Les cantons et les communes concernés assument des charges financières liées à des phénomènes sur lesquels ils n'ont pas prise. Ce sont les centres densément peuplés qui affichent la plus forte consommation de combustibles et de carburants fossiles et qui influent donc indirectement sur la qualité de vie et les chances économiques des régions de montagne. Par analogie avec le Fonds vert pour le climat ou le fonds autrichien pour le climat et l'énergie, il faudrait évaluer l'opportunité de créer pour la Suisse un fonds de solidarité destiné à aider les régions de montagne à s'adapter aux incidences du changement climatique. Divers modèles financiers seront évalués dans ce contexte.

Antrag des Bundesrates

Le Conseil fédéral propose de rejeter le postulat.

Stellungnahme des Bundesrates

Les questions de l'utilité, des coûts et du financement des mesures nécessaires à l'adaptation aux changements climatiques revêtent une importance primordiale. Aucune région ne doit cependant être favorisée en ce qui concerne le financement de cette adaptation ; au contraire, il s'agit de chercher une solution qui s'applique à l'ensemble du territoire national et soit fondée sur une évaluation objective des risques et des coûts liés au climat.

Une stratégie d'adaptation aux changements climatiques est en cours d'élaboration au niveau fédéral. Le premier volet de cette stratégie, qui contient les objectifs, les défis et les champs d'action, a été approuvé le 2 mars 2012. Le deuxième volet - qui présente, sous forme de plan d'action, les mesures d'adaptation proposées par les départements - sera examiné prochainement par le Conseil fédéral.

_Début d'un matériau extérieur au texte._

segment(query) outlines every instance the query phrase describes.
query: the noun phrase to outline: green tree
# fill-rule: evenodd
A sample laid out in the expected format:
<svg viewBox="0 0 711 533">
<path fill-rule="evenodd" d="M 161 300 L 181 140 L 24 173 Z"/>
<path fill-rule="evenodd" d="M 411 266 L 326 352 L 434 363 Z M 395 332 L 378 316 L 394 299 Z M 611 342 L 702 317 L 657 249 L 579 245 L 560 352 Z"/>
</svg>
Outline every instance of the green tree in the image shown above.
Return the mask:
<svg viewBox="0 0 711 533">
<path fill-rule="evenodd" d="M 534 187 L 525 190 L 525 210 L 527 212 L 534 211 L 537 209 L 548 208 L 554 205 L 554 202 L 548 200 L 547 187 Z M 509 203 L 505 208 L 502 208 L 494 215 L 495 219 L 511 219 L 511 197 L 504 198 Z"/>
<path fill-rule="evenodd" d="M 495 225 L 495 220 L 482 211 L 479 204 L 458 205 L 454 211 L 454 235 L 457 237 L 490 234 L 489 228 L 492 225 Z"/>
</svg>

L'OFEV analyse actuellement les risques et les opportunités liés aux changements climatiques dans les principales régions de Suisse - Jura, Plateau, Préalpes, Alpes, Sud des Alpes - ainsi que dans les grandes agglomérations, les conclusions de cette analyse étant destinées à servir de base à l'élaboration de la stratégie d'adaptation. Les premiers résultats montrent que les régions de montagne ne sont pas les seules à être touchées par les effets des changements climatiques et que les autres régions font également face à des risques considérables, à l'image de l'accentuation des fortes chaleurs dans les agglomérations et les villes ou de la sécheresse estivale sur le Plateau et dans les vallées sèches des Alpes.

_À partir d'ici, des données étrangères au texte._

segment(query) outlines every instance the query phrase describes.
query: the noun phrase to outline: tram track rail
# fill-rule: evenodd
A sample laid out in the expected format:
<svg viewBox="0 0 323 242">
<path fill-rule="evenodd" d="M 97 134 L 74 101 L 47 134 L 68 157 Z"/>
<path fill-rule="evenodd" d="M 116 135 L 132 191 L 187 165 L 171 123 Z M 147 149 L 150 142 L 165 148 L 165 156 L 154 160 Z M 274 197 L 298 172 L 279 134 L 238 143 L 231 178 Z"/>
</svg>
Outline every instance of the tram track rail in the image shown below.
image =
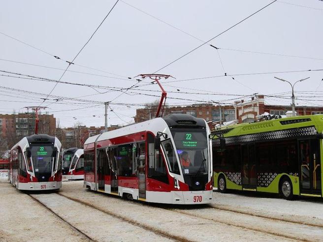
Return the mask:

S'agissant des coûts de l'adaptation, de nombreuses questions restent en suspens. Les coûts à la charge des cantons et des particuliers ne peuvent en effet être estimés que pour un nombre restreint de mesures. En effet, dans la plupart des cas, les objectifs d'adaptation sont concrétisés au moyen de mesures existantes, mises en oeuvre dans le cadre de politiques sectorielles. Pour ce qui est de la prévention des dangers naturels, par exemple, l'adaptation aux changements climatiques fait partie intégrante de la stratégie "Dangers naturels en Suisse", formulée par Planat. Les mesures de protection sont conçues de telle sorte qu'elles permettent également de faire face efficacement aux changements climatiques ultérieurs ; il n'est ainsi souvent pas possible de savoir si ces mesures coûteront de ce fait plus cher et, le cas échéant, d'estimer les coûts supplémentaires.

À l'heure actuelle, de nombreuses mesures - notamment dans les régions de montagne - sont donc financées au moyen d'instruments existants, instaurés dans le cadre de politiques sectorielles. A titre d'exemple, le financement des mesures mises en oeuvre dans le secteur forestier et dans les domaines de la préservation des écosystèmes et des dangers naturels est réglé dans des conventions-programmes conclues dans le cadre de la RPT.

Pour pouvoir effectuer une analyse globale des coûts d'adaptation, il convient tout d'abord de mettre en oeuvre le plan d'action du Conseil fédéral et d'évaluer les mesures nécessaires au niveau cantonal, afin d'identifier les éventuelles lacunes des instruments de financement existants et de proposer, sur cette base, une solution de financement s'appliquant à l'ensemble du territoire national.

Le Conseil fédéral propose de rejeter le postulat.